Danish Business Culture
Did you know about business culture in Denmark? Watch this video animation to find out some interesting facts.
Danish business culture is characterised by business communication, business etiquette, business meeting etiquette, internship and student placements, cost of living, work-life-balance and social media guide.
The Kingdom of Denmark is a Nordic country. Its largest islands, which are connected by bridges and tunnels, are Zealand (Sjaelland), Funen (Fyn) and Jutland (Jylland), which is a peninsula north of Germany.

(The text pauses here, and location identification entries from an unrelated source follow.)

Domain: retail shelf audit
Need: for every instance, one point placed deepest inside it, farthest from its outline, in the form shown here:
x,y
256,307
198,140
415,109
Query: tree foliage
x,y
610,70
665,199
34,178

The capital of Denmark is Copenhagen, situated on Zealand, the most densely populated part of the country. Denmark has about 5,4 million inhabitants, an area of c. 43 000 km2 and a coastline of c. 7300 km. Its neighboring countries are Germany, Sweden and Norway. Germany is the only country that Denmark has a land boundary with but there is a bridge connecting Denmark and Sweden.
Denmark is a constitutional monarchy and a member state of the European Union (EU). In addition to Denmark itself, the kingdom also includes the Froe Islands and Greenland, which have an autonomous status and are largely self-governed. Denmark is a parliamentary democracy with Queen Margrethe II on the throne. In fact it is the world’s oldest monarchy and belongs to the oldest states in Europe.
Historically, Denmark is an agricultural country, but for many years now the production structure has been changing. Denmark relies on a highly developed service sector and large export-oriented industry. Altogether, 72 percent of the Danish workforce is employed in the service sector, which accounts for half of the GDP. Industrial products make up 72 percent of Danish export.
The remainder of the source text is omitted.